Mas eu não o denunciava como o comissionado não denuncia o Estado.
Mas eu implorava como imploram as escolas pelas verbas desviadas.
Meu filho assistia a tudo como o povo assiste ser passado para trás.
Meu filho ficava mudo como ficam os acusados nos tribunais.
Meu filho se revoltava com a mesma revolta medrosa das redes sociais.
Meu filho foi embora como os dezoito mortos em Mariana, Minas Gerais.
Por muitos anos eu continuei apanhando como apanham da fome os maranhenses.
Por muitos dias eu pensei ter razão como pensam ter razão os crentes.
Por muitas vezes ensaiei uma revolução como ensaiam os sul-rio-grandenses.
Por muito pouco eu não matei meu algoz como fazem os inteligentes.
As desculpas eram muitas, bem mais do que dinheiro em paraísos fiscais.

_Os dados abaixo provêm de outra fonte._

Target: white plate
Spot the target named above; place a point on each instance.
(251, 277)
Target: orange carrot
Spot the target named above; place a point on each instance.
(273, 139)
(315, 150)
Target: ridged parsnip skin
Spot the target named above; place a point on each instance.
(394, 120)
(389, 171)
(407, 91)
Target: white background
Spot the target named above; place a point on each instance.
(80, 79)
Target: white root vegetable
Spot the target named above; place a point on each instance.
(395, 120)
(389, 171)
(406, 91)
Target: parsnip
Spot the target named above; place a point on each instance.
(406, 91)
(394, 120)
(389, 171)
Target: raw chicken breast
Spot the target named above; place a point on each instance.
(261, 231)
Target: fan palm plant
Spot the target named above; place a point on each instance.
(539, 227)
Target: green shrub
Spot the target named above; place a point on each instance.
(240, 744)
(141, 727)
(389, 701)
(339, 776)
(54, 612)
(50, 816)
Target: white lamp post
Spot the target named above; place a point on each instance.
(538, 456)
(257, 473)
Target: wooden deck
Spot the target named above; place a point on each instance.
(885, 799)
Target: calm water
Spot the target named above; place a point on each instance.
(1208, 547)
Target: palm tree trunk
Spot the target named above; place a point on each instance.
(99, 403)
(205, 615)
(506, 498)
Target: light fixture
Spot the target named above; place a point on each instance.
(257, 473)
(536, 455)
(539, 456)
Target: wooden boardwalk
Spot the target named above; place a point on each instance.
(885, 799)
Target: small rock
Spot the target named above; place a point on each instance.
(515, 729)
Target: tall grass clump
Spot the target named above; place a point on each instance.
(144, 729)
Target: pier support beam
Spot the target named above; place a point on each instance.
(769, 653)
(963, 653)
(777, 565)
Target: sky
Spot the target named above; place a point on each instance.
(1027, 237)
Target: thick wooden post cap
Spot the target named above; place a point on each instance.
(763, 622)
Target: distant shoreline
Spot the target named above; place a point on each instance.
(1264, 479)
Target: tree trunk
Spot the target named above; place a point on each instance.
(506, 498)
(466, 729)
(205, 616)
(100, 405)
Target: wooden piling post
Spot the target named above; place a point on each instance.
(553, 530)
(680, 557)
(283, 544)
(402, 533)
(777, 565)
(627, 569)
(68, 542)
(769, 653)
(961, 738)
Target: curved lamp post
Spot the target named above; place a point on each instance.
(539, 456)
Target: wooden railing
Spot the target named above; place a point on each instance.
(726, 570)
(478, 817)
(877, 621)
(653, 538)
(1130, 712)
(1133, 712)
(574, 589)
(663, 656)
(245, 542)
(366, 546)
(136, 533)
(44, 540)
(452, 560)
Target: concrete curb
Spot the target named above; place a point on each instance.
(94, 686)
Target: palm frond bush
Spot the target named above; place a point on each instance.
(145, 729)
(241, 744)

As perguntas eram tantas, bem mais do que os negros respondem nas abordagens policiais.
As mentiras eram todas, bem mais do que nos contam nas campanhas eleitorais.
As ilusões eram fartas, bem mais do que o menino que sonha com tempos de paz.
Eu cansei, não quero sofrer por mais quinhentos anos.
Eu mudei, não quero mais viver como o brasileiro vive apanhando.
Eu falei, não quero mais calar como quem vota em "branco".
Eu sonhei que o Brasil não mais me maltratava tanto.